## Counting inversions with monoidal sparks

Time for me to reveal the example I had in mind that led to the generalization in my previous post. Thanks for all the interesting comments: it seems like there are some interesting connections to be explored (e.g. to the algebra of graphs, formal group laws, …?)!

This is a literate Haskell post; download it and play along in ghci! (Note it requires GHC 8.6 since I couldn’t resist making use of DerivingVia…)
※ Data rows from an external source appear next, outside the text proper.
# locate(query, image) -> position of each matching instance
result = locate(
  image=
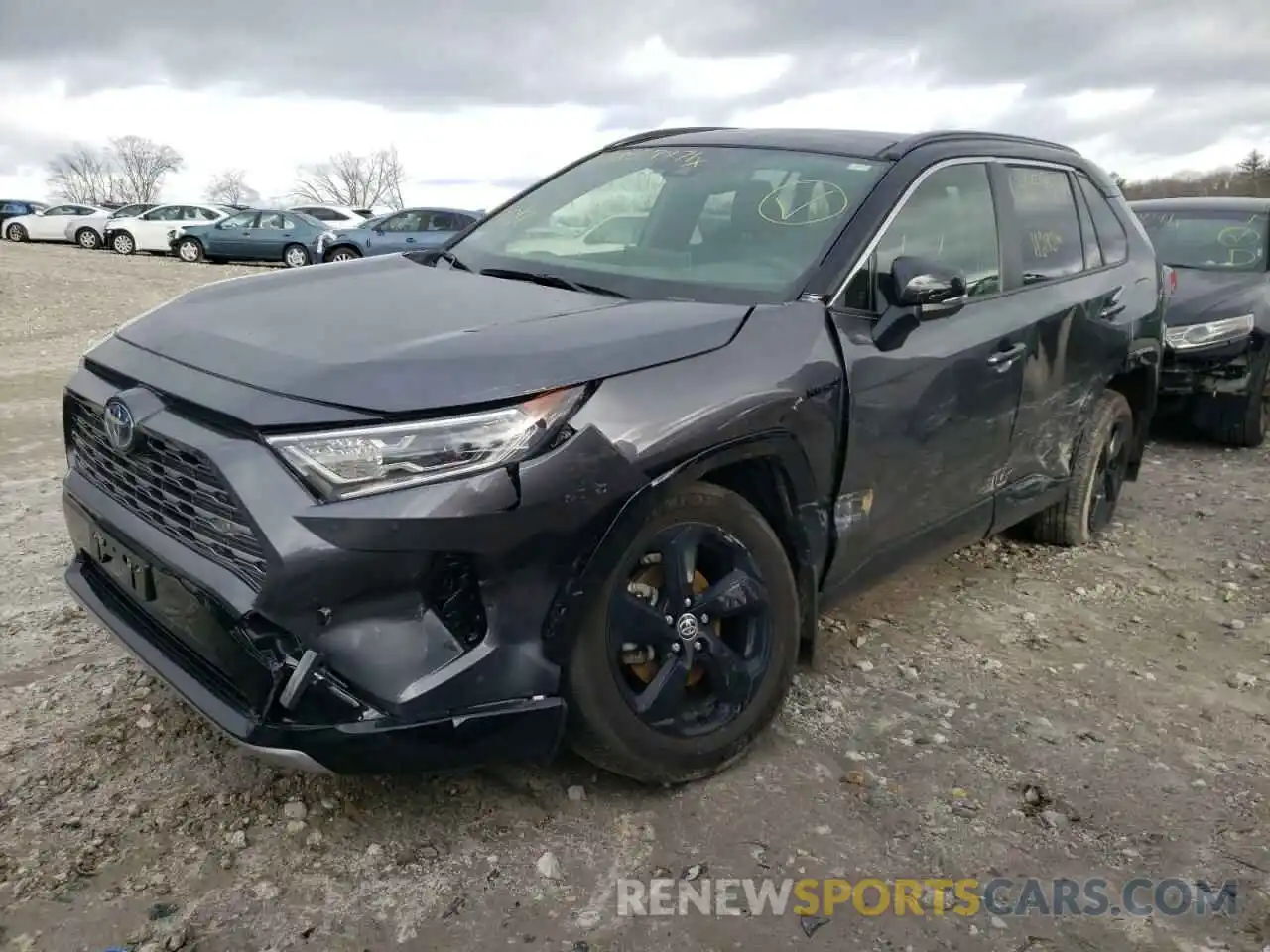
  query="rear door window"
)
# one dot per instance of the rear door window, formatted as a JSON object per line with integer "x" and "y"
{"x": 1051, "y": 230}
{"x": 1106, "y": 225}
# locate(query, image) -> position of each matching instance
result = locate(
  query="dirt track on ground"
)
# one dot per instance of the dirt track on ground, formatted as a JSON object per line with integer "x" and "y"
{"x": 1011, "y": 711}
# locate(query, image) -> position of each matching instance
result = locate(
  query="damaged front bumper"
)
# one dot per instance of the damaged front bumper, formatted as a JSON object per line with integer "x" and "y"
{"x": 403, "y": 633}
{"x": 1220, "y": 368}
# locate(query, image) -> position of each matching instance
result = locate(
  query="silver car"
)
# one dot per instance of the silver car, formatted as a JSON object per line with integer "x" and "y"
{"x": 87, "y": 230}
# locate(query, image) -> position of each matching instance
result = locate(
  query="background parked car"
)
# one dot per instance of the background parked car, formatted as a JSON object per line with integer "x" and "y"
{"x": 87, "y": 231}
{"x": 335, "y": 216}
{"x": 12, "y": 208}
{"x": 48, "y": 225}
{"x": 261, "y": 235}
{"x": 408, "y": 230}
{"x": 149, "y": 231}
{"x": 1216, "y": 347}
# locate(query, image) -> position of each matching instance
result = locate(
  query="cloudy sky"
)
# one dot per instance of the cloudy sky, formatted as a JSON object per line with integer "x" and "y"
{"x": 485, "y": 95}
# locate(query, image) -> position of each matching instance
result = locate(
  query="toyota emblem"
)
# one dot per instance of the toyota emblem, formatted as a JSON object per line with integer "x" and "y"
{"x": 121, "y": 429}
> {-# LANGUAGE DefaultSignatures          #-}
> {-# LANGUAGE FlexibleInstances          #-}
> {-# LANGUAGE MultiParamTypeClasses      #-}
> {-# LANGUAGE DerivingStrategies         #-}
> {-# LANGUAGE GeneralizedNewtypeDeriving #-}
> {-# LANGUAGE DerivingVia                #-}
> {-# LANGUAGE TypeApplications           #-}
> {-# LANGUAGE ScopedTypeVariables        #-}
>
> import Data.Semigroup
> import Data.Coerce


Consider a sequence of integers $\sigma = a_1, a_2, \dots, a_n$. (Actually, integers is too specific; any linearly ordered domain will do.) An inversion is a pair of positions in $\sigma$ which are “out of order”: that is, $(i,j)$ such that $i < j$ but $a_i > a_j$. So, for example, $\sigma = [3,5,1,4,2]$ has six inversions, namely $(3,1), (3,2), (5,1), (5,4), (5,2), (4,2)$. (Here I’ve written the elements that are out of order rather than their positions, which doesn’t matter much when the elements are all distinct; but it’s important to keep in mind that e.g. $[2,2,1]$ has two inversions, not one, because each copy of $2$ makes an inversion with the $1$.) The total number of inversions of $\sigma$ is denoted $\mathrm{inv}(\sigma)$.
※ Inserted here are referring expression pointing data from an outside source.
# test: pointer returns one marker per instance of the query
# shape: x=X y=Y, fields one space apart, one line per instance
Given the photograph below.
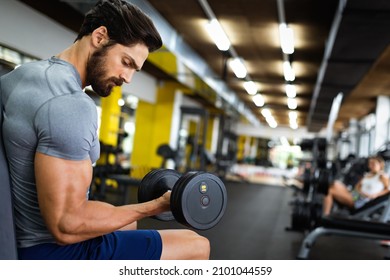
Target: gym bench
x=370 y=221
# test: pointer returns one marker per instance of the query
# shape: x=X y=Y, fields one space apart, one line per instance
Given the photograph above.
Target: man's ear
x=100 y=36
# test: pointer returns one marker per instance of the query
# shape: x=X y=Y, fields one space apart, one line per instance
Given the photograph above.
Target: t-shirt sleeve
x=67 y=128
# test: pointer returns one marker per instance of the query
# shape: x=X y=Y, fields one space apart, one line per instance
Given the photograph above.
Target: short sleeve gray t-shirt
x=45 y=110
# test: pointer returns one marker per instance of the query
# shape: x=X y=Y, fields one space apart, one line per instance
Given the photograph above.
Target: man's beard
x=96 y=73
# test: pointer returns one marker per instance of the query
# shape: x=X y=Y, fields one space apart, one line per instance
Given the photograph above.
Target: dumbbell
x=198 y=199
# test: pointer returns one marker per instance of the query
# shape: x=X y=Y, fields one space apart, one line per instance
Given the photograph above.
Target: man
x=51 y=141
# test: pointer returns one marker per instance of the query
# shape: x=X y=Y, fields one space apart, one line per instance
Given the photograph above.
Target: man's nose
x=126 y=76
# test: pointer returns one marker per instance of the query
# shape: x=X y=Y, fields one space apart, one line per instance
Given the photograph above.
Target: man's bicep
x=61 y=186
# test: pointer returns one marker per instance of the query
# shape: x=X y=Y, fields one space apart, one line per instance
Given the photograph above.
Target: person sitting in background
x=372 y=185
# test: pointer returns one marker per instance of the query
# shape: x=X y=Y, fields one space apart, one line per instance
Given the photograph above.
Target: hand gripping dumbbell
x=198 y=199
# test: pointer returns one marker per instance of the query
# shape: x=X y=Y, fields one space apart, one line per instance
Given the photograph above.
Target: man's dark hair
x=126 y=24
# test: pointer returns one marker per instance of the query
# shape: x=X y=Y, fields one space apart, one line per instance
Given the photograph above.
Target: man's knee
x=200 y=245
x=203 y=245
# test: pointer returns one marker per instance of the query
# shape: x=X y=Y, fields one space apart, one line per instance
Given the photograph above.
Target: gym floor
x=254 y=228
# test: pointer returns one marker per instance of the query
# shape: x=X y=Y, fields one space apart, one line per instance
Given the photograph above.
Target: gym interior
x=187 y=114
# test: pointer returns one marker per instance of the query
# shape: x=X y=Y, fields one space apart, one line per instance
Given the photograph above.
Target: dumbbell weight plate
x=154 y=185
x=199 y=200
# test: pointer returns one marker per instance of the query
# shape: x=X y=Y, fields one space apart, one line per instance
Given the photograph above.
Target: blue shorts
x=119 y=245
One way to think about the inversion count is as a measure of how far away the sequence is from being sorted. In particular, bubble sort will make precisely $\mathrm{inv}(\sigma)$ adjacent swaps while sorting $\sigma$. The highest possible value of $\mathrm{inv}(\sigma)$ is $n(n-1)/2$, when $\sigma$ is sorted in reverse order.

The obvious brute-force algorithm to count inversions is to use two nested loops to enumerate all possible pairs of elements, and increment a counter each time we discover a pair which is out of order. This clearly takes $O(n^2)$ time. Can it be done any faster?

It turns out the (generally well-known) answer is yes, using a variant of mergesort. The trick is to generalize to counting inversions and sorting the sequence at the same time. First split the sequence in half, and recursively sort and count the inversions in each half. Any inversion in the original sequence must either be entirely contained in one of the two halves (these will be counted by the recursive calls), or have one endpoint in the left half and one in the right. One key observation at this point is that any inversion with one endpoint in each half will still be an inversion even after independently sorting the two halves. The other key observation is that we can merge the two sorted subsequences and count inversions between them in linear time. Use the usual two-finger algorithm for merging two sorted sequences; each time we take an element from the right subsequence, it’s because it is less than all the remaining elements in the left subsequence, but it was to the right of all of them, so we can add the length of the remaining left subsequence to the inversion count. Intuitively, it’s this ability to count a bunch of inversions in one step which allows this algorithm to be more efficient, since any algorithm which only ever increments an inversion counter is doomed to be $O(n^2)$ no matter how cleverly it splits up the counting. In the end, the number of total inversions is the sum of the inversions counted recursively in the two sublists, plus any inversions between the two sublists.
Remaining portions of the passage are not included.